Game: Warhammer: Battle March
Platform: Xbox 360
Publisher: Namco Bandai
Developer: Black Hole Entertainment
ESRB: Mature
Genre: War-weary Real-time Strategy
Players: 1-2
What's Hot: Upgradeable Heroes to crush your opponents, authentic Warhammer atmosphere, strategically epic battles, customizable armies…
What's Not: …that require an intimate knowledge of Warhammer, atrocious controls.
“For fans only.”
It’s a critical statement that burns with the subtlety of Vegas neon. It usually means one of two things in a review – 1) The game is so terrible that only the most compromising fanboys can tolerate it, or 2) the reviewer has no clue as to what just happened. When Warhammer: Mark of Chaos hit the PC in 2006, “For fans only” was the common thread woven into every review. Now that I’ve had the chance to play Battle March on the 360 – a combination of the original and expansion – I feel a little offended.

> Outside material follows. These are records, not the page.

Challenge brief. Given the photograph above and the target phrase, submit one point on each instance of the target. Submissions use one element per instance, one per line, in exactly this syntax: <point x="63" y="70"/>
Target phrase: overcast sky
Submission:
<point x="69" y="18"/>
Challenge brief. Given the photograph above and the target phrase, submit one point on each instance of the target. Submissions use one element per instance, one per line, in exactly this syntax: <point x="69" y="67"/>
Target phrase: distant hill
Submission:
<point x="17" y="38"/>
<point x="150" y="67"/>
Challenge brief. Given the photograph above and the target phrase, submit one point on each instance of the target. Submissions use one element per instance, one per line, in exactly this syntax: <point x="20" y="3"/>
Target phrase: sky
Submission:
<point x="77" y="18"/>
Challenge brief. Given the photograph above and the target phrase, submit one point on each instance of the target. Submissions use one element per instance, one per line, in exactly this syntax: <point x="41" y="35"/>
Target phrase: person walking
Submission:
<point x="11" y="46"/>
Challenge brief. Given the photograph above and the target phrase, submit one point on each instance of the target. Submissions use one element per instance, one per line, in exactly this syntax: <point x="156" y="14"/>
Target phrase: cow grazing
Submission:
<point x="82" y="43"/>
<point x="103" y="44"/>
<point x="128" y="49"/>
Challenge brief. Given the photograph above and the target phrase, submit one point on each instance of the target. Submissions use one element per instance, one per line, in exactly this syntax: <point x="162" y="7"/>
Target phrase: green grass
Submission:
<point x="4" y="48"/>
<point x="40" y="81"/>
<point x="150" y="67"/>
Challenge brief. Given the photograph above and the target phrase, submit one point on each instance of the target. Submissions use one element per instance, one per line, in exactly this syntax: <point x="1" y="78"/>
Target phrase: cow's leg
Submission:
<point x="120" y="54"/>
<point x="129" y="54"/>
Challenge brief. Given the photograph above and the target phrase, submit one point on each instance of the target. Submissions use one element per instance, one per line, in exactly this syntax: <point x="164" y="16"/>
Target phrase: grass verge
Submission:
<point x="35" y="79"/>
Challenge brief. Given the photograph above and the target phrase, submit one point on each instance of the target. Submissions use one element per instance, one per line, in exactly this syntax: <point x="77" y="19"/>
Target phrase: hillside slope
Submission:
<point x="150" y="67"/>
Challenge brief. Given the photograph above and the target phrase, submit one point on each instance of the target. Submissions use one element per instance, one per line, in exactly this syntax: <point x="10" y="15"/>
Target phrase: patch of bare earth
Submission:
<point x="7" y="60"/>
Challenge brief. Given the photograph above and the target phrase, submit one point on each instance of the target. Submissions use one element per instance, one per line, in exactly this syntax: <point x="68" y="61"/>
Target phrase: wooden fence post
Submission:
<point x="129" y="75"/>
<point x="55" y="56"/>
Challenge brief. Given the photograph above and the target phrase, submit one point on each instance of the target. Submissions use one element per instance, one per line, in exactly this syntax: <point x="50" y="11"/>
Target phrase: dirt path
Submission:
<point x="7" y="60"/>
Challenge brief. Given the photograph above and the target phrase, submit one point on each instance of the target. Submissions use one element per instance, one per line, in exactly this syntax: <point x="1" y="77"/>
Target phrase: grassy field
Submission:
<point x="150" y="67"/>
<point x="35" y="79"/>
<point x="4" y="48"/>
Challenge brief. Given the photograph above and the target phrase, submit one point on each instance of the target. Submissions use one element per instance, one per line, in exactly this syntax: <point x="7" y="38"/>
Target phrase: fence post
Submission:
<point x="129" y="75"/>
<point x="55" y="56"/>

I’ve been playing the tabletop version of Warhammer for eight years. I spent countless hours hunched over, painting miniatures, and constructing terrain in a noxious haze of glue and melting Styrofoam. It was a lot of work, but worth the effort as opponents fell before me on the battlefield. I turned to Battle March because I wanted a way to recreate the intense strategy and deep customization of the tabletop games, without the hours of setup and thumbing through rulebooks. Instead, I got a game lacking the depth fans desire and the basics that outsiders need.
If you already played Mark of Chaos, Battle March is the same fantasy-based RTS with Greenskins and Dark Elves joining the fray. You can build your own army of medieval warriors from scratch, jump into a quick skirmish, or command the Empire, Greenskins, and forces of Chaos in Campaign mode. Regardless of which path you choose and how far you go, one immovable obstacle with stand before you at every turn – the controls.
Whether an army consists of a lone hero or a hundred eager warriors, every army is broken into a handful of units. Selecting units is the core of gameplay, and even this simple action is a fiasco of stick-twisting, button-crunching acrobatics. While five different methods for selecting units seem excessive, each has a potential use. The real problem is inconsistency. Instead of assigning one button to activate a menu of unit options, each method encompasses a different cross-section of buttons and stick movements.